Screening Normalization

To normalize a screen we rely on a number of normalisations. The first normalization step involves the inter-plate variance. Here we normalize the different biological replicas for each plate. The second step normalizes the differences between the different plates. This is called the inter-plate variance normalization.

Plates: 001 002 003 004 005 006 007 008 009 010 011 012 013 014 015 016 017 018 019 020 021 022 023 024 025 026 027 028 029 030 031 032 033 034 035 036 037 038 039 040 041

The variance between the renila and firefly colors is shown below. The 41 lines are the different plates. Each plate is represented as the average histogram on that plate.
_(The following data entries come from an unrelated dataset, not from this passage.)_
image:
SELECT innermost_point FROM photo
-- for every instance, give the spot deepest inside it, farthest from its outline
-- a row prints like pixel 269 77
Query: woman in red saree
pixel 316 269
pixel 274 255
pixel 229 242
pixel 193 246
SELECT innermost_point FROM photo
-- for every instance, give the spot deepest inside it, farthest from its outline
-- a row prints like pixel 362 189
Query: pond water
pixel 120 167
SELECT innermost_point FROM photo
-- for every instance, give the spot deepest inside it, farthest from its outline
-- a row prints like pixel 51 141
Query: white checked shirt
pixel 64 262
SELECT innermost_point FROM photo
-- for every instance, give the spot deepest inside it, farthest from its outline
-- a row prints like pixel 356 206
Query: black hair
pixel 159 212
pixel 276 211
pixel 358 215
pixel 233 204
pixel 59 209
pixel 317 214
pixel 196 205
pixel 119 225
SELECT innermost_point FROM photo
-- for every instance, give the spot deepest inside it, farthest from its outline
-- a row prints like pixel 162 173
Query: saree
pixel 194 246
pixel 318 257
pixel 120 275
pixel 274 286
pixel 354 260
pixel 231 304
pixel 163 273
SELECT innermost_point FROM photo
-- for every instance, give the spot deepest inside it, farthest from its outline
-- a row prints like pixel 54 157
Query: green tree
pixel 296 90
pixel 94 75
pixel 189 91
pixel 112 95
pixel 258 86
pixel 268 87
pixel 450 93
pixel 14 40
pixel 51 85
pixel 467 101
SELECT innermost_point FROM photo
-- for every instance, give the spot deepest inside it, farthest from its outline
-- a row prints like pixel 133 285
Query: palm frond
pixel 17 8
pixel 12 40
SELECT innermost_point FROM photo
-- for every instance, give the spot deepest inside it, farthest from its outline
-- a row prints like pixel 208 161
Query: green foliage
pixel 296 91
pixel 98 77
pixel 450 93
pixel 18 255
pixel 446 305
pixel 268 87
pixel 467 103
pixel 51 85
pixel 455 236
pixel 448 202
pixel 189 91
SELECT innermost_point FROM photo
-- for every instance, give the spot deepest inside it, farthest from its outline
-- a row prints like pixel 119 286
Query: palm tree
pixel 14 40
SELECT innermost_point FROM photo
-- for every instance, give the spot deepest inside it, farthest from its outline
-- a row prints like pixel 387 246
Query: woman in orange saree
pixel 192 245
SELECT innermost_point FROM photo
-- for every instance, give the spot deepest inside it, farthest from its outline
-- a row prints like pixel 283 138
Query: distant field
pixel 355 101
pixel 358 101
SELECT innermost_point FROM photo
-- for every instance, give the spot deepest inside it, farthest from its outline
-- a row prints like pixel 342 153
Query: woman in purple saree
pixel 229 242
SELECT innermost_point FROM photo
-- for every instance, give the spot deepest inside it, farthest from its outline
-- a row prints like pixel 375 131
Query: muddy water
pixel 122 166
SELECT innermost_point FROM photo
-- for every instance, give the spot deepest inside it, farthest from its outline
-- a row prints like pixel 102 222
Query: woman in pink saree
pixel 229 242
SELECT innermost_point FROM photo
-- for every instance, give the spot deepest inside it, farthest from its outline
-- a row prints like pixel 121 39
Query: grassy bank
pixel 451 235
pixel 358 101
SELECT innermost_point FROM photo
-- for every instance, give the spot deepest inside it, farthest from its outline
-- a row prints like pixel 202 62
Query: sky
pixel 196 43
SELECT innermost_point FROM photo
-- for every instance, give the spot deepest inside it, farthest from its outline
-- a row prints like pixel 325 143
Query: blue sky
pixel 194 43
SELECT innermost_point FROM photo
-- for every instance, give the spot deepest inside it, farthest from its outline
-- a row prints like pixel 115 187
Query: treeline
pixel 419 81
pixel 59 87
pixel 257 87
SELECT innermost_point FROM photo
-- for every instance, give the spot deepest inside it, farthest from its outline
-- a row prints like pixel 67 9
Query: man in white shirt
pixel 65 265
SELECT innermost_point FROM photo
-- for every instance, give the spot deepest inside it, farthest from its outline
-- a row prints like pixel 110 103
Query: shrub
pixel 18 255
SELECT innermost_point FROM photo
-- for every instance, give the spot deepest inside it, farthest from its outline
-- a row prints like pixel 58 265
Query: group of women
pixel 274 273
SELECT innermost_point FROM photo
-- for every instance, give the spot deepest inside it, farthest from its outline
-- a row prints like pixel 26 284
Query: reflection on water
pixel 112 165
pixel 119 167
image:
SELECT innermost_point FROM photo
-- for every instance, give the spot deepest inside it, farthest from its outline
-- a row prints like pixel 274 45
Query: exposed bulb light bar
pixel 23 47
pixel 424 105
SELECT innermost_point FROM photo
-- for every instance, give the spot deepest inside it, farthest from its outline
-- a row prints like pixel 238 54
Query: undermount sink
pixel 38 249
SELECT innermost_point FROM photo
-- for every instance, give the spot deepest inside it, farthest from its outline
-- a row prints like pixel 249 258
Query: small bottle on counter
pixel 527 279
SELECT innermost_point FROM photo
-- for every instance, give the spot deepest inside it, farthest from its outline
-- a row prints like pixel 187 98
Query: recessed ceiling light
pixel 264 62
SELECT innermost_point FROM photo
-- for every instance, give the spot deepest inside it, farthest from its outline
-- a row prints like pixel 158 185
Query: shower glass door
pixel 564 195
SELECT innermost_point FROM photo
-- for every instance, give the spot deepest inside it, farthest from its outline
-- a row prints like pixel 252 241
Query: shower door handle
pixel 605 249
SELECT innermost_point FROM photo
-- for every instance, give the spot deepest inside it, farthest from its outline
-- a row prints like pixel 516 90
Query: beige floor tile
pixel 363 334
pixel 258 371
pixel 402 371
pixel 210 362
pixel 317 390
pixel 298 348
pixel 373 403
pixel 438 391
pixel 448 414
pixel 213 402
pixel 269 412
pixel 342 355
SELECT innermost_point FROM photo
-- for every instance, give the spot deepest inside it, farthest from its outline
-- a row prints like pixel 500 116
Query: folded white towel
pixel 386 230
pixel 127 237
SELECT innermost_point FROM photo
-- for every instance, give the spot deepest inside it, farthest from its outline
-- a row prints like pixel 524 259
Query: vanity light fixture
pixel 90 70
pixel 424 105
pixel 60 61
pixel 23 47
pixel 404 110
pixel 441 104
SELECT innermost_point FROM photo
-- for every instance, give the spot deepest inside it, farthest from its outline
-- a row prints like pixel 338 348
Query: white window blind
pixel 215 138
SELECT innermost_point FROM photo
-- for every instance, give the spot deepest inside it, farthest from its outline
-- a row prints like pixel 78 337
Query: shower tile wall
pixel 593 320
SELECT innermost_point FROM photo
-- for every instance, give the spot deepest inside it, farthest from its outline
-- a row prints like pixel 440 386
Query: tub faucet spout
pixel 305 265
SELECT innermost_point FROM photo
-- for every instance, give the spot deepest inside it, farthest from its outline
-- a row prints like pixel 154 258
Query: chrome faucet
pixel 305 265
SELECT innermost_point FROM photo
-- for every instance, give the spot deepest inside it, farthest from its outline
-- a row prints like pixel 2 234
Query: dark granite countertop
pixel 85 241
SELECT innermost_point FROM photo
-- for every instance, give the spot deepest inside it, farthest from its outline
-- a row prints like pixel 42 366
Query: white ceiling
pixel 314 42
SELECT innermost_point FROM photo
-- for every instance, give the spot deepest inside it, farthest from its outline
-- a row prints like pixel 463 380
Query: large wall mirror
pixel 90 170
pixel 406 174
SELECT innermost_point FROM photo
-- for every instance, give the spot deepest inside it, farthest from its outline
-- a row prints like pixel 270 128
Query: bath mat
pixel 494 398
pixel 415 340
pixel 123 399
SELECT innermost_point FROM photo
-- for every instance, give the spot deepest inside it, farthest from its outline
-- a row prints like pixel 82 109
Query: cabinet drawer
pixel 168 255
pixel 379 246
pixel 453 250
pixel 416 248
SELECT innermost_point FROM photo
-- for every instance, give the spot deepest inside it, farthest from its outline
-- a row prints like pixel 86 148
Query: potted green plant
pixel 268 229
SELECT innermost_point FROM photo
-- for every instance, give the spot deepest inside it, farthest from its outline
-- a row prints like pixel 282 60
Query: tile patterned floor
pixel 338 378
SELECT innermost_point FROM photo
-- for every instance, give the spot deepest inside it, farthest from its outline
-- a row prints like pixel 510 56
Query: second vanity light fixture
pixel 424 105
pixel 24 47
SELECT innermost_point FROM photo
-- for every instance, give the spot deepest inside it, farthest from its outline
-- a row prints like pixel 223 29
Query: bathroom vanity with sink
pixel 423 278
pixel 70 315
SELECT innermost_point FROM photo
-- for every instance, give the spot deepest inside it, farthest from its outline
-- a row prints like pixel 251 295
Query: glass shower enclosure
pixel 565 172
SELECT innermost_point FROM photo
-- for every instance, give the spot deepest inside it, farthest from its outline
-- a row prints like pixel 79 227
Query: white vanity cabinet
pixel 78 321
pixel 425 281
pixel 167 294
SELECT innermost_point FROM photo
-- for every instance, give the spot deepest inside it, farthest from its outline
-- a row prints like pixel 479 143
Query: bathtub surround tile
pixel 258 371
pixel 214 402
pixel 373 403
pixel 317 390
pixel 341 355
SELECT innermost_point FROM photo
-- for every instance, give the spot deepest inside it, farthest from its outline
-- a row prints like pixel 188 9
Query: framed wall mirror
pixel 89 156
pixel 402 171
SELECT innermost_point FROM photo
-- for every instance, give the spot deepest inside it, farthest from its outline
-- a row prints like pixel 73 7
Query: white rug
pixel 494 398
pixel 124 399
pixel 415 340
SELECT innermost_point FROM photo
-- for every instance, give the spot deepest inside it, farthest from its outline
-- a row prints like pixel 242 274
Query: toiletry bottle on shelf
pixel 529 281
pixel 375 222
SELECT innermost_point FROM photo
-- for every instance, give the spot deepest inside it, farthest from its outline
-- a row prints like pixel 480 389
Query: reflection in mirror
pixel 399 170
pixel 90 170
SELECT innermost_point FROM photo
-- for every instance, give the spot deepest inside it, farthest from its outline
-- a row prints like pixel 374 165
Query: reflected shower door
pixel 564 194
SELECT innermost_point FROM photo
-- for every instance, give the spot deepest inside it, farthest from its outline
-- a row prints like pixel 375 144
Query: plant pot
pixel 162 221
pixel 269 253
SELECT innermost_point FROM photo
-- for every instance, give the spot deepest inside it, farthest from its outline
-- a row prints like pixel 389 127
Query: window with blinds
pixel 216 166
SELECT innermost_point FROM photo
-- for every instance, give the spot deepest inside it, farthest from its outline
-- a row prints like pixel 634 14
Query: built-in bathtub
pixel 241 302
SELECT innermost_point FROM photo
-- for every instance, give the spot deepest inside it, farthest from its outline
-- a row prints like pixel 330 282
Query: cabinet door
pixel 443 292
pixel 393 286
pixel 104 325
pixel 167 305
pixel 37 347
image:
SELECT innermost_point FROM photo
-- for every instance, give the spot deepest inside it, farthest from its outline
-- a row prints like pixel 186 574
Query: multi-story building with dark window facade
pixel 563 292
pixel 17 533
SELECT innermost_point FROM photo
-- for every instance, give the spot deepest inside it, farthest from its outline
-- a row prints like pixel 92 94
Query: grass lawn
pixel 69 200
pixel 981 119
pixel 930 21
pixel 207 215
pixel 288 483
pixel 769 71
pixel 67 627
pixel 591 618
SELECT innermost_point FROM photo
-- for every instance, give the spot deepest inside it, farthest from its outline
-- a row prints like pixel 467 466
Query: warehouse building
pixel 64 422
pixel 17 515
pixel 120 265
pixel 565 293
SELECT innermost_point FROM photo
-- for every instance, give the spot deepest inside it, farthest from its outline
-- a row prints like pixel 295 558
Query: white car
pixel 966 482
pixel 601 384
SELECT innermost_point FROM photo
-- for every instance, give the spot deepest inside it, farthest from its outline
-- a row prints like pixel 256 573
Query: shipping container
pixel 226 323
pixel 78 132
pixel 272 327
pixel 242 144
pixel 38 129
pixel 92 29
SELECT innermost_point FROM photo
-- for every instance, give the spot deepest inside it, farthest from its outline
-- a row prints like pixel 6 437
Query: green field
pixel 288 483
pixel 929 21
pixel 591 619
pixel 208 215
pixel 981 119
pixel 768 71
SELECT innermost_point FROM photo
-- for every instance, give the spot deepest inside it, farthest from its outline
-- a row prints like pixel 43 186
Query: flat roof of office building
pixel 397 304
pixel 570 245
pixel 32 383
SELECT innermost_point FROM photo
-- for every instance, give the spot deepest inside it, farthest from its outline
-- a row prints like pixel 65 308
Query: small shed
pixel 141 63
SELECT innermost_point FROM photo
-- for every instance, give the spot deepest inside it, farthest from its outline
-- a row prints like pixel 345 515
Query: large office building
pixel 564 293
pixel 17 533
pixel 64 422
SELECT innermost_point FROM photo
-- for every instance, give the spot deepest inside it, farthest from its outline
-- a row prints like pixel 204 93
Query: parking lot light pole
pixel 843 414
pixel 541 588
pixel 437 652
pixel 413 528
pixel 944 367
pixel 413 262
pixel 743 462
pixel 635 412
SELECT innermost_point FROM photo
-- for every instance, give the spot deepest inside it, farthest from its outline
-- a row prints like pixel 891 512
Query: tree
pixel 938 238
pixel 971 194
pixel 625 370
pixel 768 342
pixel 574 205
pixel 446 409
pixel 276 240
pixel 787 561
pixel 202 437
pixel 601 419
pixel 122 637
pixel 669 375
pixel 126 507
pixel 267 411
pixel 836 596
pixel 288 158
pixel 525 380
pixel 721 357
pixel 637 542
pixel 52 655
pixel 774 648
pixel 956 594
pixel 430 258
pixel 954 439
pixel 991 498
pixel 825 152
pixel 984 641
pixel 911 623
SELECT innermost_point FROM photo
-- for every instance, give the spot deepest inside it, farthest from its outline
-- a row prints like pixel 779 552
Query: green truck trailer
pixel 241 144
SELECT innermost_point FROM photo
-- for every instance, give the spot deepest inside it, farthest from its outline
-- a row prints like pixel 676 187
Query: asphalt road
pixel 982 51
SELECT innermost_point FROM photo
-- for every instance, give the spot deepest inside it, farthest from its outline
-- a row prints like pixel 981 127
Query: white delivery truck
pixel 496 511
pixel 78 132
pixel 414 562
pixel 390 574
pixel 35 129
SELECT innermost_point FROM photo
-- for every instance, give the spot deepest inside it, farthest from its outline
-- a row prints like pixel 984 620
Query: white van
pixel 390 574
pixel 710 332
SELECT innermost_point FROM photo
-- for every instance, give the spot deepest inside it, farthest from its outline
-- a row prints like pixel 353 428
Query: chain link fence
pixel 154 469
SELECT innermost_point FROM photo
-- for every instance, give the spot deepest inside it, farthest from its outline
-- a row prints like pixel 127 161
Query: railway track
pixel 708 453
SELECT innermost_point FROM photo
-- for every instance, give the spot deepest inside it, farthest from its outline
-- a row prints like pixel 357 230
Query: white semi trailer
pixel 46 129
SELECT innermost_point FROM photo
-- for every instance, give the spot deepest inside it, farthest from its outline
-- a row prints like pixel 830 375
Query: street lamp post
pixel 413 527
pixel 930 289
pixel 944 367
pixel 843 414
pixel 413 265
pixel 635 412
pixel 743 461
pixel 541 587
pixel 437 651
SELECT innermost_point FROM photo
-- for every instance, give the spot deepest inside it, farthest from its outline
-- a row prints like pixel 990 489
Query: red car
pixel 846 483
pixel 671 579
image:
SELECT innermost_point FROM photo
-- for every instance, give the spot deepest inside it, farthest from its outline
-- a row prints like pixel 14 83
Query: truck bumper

Because the firefly luciferase reflects the number of viable cells we must divide the renila intensity by the firefly intensity for each well. Once this is done we are interested in the outliers of the data, or those that are sufficiently different from the mean (a couple of standard deviations). So for each of the two colors we develop first a intensity dependent error distribution. This distribution could then be used to have a confidence interval with each measurement. It does however not solve the problem of measuring the mean of the ratios. As such it is better to first ensure that the ratio between the two colors will be 1 for the gross of the data. Therefore we need to perform the inter-color normalization before we calculate the ratios.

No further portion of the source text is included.